It is our responsibility as a nation to do right by America's Native people, those who exercised sovereignty on lands that later became part of the United States. While we can never change the past, we have the power to change the future.
Throughout my career, I have worked to ensure that my colleagues understand the federal relationship with Native peoples, and its origins in the Constitution.
The United States' policy of supporting self-determination and self-governance for indigenous peoples leads to Native self-sufficiency, resulting in our continued ability to be productive and contribute to the well-being of our families, our communities, and our great nation.
That is why I worked to secure parity in federal policy for my people, the Native Hawaiians.
The United States has recognized hundreds of Alaska Native and American Indian communities. It is long past time for the Native Hawaiian people to have the same rights, the same privileges, and the same opportunities as every other federally-recognized Native people.
For more than 12 years, I have worked with the Native Hawaiian community and many others to develop the Native Hawaiian Government Reorganization Act, which has the strong support of the Hawaii's legislature and governor as the best path forward towards reconciliation.

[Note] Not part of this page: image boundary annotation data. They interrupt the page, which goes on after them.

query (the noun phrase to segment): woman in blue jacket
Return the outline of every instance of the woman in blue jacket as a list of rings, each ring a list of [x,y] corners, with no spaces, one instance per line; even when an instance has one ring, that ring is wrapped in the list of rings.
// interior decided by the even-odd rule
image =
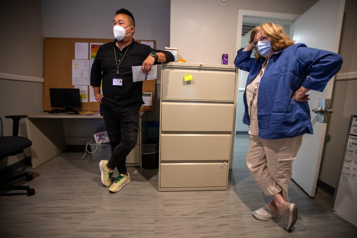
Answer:
[[[282,216],[289,230],[297,217],[297,207],[288,196],[292,162],[303,135],[312,133],[306,93],[322,92],[341,69],[342,58],[294,44],[280,26],[271,22],[253,29],[249,42],[234,61],[249,72],[243,98],[243,122],[250,134],[247,164],[265,194],[273,196],[253,215],[263,221]],[[254,49],[255,58],[251,58]]]

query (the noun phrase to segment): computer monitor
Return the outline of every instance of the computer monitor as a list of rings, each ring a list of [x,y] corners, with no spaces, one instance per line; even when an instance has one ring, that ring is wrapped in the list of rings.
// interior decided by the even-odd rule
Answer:
[[[50,88],[51,106],[64,107],[67,111],[73,111],[72,107],[81,107],[79,88]]]

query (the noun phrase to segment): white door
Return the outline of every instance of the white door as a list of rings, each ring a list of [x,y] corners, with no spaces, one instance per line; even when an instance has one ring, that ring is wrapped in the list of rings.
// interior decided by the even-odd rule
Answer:
[[[308,47],[337,53],[345,0],[320,0],[295,21],[293,40]],[[331,98],[333,77],[323,92],[311,91],[310,109],[320,98]],[[333,109],[333,108],[332,108]],[[292,179],[310,196],[315,195],[327,124],[316,121],[311,113],[313,135],[306,134],[292,166]],[[330,116],[338,116],[332,114]]]

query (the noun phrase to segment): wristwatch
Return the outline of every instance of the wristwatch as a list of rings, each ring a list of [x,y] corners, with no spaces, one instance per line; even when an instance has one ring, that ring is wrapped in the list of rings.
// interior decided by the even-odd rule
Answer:
[[[155,58],[155,61],[157,61],[157,58],[158,57],[157,54],[155,53],[154,51],[151,51],[150,52],[150,54],[152,56]]]

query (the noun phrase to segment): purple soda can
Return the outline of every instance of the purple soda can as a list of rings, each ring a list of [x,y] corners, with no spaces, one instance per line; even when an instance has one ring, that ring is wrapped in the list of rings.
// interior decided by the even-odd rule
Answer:
[[[221,61],[221,65],[228,64],[228,54],[223,54],[222,55],[222,59]]]

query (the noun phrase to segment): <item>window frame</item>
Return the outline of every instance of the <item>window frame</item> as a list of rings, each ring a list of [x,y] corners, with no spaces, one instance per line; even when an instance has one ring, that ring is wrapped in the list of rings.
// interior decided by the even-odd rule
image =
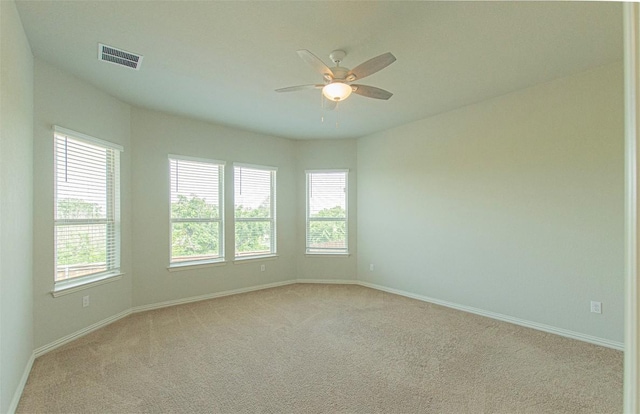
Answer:
[[[311,177],[312,174],[331,174],[331,173],[343,173],[344,177],[344,219],[342,218],[313,218],[310,217],[311,208]],[[349,256],[349,169],[321,169],[321,170],[305,170],[305,254],[308,256]],[[318,248],[309,247],[309,230],[311,222],[316,221],[344,221],[345,235],[344,235],[344,249],[326,249],[326,252],[317,251]],[[343,250],[343,251],[340,251]]]
[[[223,264],[226,260],[225,258],[225,183],[224,183],[224,173],[225,173],[225,165],[224,161],[208,159],[208,158],[198,158],[191,157],[187,155],[178,155],[178,154],[168,154],[168,166],[169,166],[169,266],[168,269],[179,270],[180,268],[193,268],[193,267],[201,267],[207,265],[217,265]],[[218,218],[189,218],[189,219],[174,219],[172,216],[172,206],[171,200],[173,198],[173,189],[172,189],[172,177],[171,177],[171,162],[172,161],[184,161],[184,162],[195,162],[195,163],[203,163],[210,164],[218,167]],[[213,258],[205,258],[205,259],[196,259],[196,260],[181,260],[174,261],[173,260],[173,224],[174,223],[218,223],[218,257]]]
[[[72,139],[83,144],[93,145],[108,151],[108,157],[105,159],[105,169],[107,173],[106,186],[106,218],[100,219],[58,219],[58,139]],[[53,126],[53,296],[57,297],[65,293],[71,293],[77,289],[82,289],[85,285],[94,285],[98,282],[104,283],[106,279],[116,279],[122,276],[121,272],[121,192],[120,192],[120,153],[124,151],[124,147],[113,142],[105,141],[93,136],[63,128],[58,125]],[[109,178],[110,177],[110,178]],[[109,207],[111,207],[109,209]],[[105,250],[105,266],[106,270],[89,273],[83,276],[72,277],[69,279],[57,280],[58,274],[58,243],[57,234],[59,226],[87,226],[92,224],[106,225],[105,242],[111,240],[114,248],[113,251]],[[72,266],[72,265],[71,265]],[[67,266],[67,269],[71,266]]]
[[[261,171],[269,171],[271,178],[271,193],[270,193],[270,216],[269,218],[248,218],[248,217],[236,217],[236,168],[246,168],[251,170],[261,170]],[[242,260],[250,260],[250,259],[260,259],[267,257],[276,257],[278,254],[278,231],[277,231],[277,201],[276,201],[276,193],[277,193],[277,173],[278,167],[272,167],[268,165],[256,165],[256,164],[246,164],[240,162],[233,163],[233,260],[234,261],[242,261]],[[270,235],[270,252],[262,253],[262,254],[244,254],[238,255],[237,249],[237,233],[236,233],[236,223],[237,222],[270,222],[271,224],[271,235]]]

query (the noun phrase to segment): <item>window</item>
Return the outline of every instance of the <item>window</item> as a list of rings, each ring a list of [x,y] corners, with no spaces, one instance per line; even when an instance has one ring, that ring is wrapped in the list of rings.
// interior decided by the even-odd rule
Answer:
[[[170,265],[224,260],[224,163],[169,155]]]
[[[120,274],[122,147],[54,127],[55,284]]]
[[[346,254],[346,170],[307,171],[307,253]]]
[[[276,169],[234,164],[236,258],[276,253]]]

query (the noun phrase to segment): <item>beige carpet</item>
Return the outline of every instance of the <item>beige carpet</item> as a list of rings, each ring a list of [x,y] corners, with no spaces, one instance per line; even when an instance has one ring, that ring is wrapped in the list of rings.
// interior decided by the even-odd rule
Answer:
[[[18,413],[619,413],[622,353],[360,286],[131,315],[38,358]]]

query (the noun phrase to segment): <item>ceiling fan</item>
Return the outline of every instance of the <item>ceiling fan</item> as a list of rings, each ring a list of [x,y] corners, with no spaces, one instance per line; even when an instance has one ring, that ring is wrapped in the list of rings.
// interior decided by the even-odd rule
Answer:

My bill has encountered many challenges, but it is pono, it is right, and it is long overdue. Although I will not be the bill's sponsor in the 113th Congress, it will forever bear my highest aspirations and heartfelt commitment to the Native Hawaiian people, the State of Hawaii, and the United States of America.

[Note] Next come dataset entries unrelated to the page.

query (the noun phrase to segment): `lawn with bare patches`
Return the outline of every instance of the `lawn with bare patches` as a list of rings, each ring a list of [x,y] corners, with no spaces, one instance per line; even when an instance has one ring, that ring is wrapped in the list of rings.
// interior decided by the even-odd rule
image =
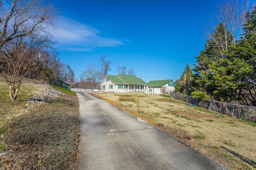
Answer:
[[[169,95],[140,93],[95,95],[228,168],[256,168],[255,123],[190,106]],[[164,127],[158,127],[158,123],[164,124]],[[191,139],[188,137],[195,140],[188,140]]]
[[[49,102],[28,107],[27,101],[45,84],[25,83],[20,101],[13,102],[8,98],[8,88],[0,83],[4,92],[0,94],[0,153],[5,154],[0,156],[0,170],[75,168],[80,127],[75,94],[60,95]]]

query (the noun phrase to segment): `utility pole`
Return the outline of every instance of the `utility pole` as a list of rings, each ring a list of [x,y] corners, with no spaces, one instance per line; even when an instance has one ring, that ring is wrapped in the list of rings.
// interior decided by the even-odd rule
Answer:
[[[143,79],[143,77],[144,77],[144,76],[143,76],[143,74],[144,74],[144,73],[145,73],[145,72],[143,72],[143,70],[142,70],[142,72],[141,72],[141,73],[142,74],[142,76],[141,76],[141,77],[142,77],[142,79]]]

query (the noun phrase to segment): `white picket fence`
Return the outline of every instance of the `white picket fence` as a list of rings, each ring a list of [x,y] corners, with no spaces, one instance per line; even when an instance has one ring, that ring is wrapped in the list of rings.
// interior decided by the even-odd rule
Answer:
[[[74,92],[91,92],[94,89],[86,89],[84,88],[70,88],[70,91]],[[101,90],[98,90],[98,92],[101,92]]]

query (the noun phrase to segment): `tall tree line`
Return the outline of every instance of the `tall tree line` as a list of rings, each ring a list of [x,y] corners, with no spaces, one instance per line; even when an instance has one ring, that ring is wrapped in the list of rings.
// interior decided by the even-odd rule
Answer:
[[[43,0],[0,1],[0,78],[17,100],[28,78],[74,82],[70,66],[60,62],[50,33],[58,12]]]
[[[191,92],[206,92],[219,101],[256,106],[256,7],[243,14],[246,15],[241,20],[244,22],[239,38],[226,21],[220,22],[210,35],[204,49],[196,57]],[[182,81],[181,78],[176,83]]]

I know I am just one in a long line working to ensure that our language, our culture, and our people continue to thrive for generations to come.

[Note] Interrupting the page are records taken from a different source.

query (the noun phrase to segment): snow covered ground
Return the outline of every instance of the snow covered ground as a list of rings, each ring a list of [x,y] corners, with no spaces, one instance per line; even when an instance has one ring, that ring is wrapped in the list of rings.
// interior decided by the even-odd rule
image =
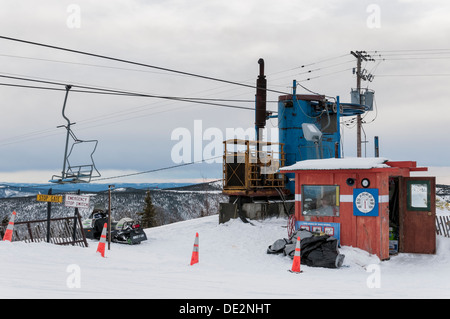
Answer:
[[[342,247],[340,269],[302,265],[268,255],[287,237],[282,218],[218,223],[218,215],[147,229],[140,245],[111,244],[106,258],[88,248],[0,242],[1,298],[449,298],[450,238],[436,255],[376,256]],[[190,266],[195,234],[200,262]],[[187,300],[188,302],[189,300]]]

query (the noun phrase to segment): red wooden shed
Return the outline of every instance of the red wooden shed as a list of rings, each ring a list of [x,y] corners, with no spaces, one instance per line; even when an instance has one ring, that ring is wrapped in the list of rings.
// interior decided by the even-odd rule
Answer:
[[[435,177],[410,176],[427,170],[375,157],[306,160],[280,172],[295,173],[296,228],[329,233],[386,260],[436,251]]]

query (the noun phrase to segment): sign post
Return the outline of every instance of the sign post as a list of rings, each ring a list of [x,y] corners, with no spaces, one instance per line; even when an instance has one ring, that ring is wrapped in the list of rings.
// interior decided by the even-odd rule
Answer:
[[[52,195],[52,189],[48,190],[48,195],[38,194],[36,200],[47,202],[47,243],[50,242],[50,218],[52,214],[52,203],[62,203],[62,196]]]
[[[78,191],[79,193],[80,191]],[[64,198],[64,206],[75,208],[89,208],[89,196],[66,194]]]

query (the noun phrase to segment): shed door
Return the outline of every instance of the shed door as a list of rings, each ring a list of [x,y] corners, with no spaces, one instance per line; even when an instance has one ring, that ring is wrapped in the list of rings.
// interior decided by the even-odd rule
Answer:
[[[436,252],[435,177],[400,178],[399,250],[404,253]]]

Hawaii has so much to teach the world and this institution. In Congress and in our Nation, we are truly all together, in the same canoe. If we paddle together, in unison, we can travel great distances. If the two sides of the canoe paddle in opposite directions, we will only go in circles. I urge my colleagues to take this traditional Hawaiian symbol to heart, and put the American people first, by working together.
I want to say mahalo nui loa, thank you very much, to my incredible staff. After 36 years there are far too many individuals to name, so I will just thank my all of my current and former staff members in my Senate and House offices, and on my committees, including Indian Affairs, Veterans' Affairs, and subcommittee on Oversight of Government Management, the Federal Workforce, and the District of Columbia.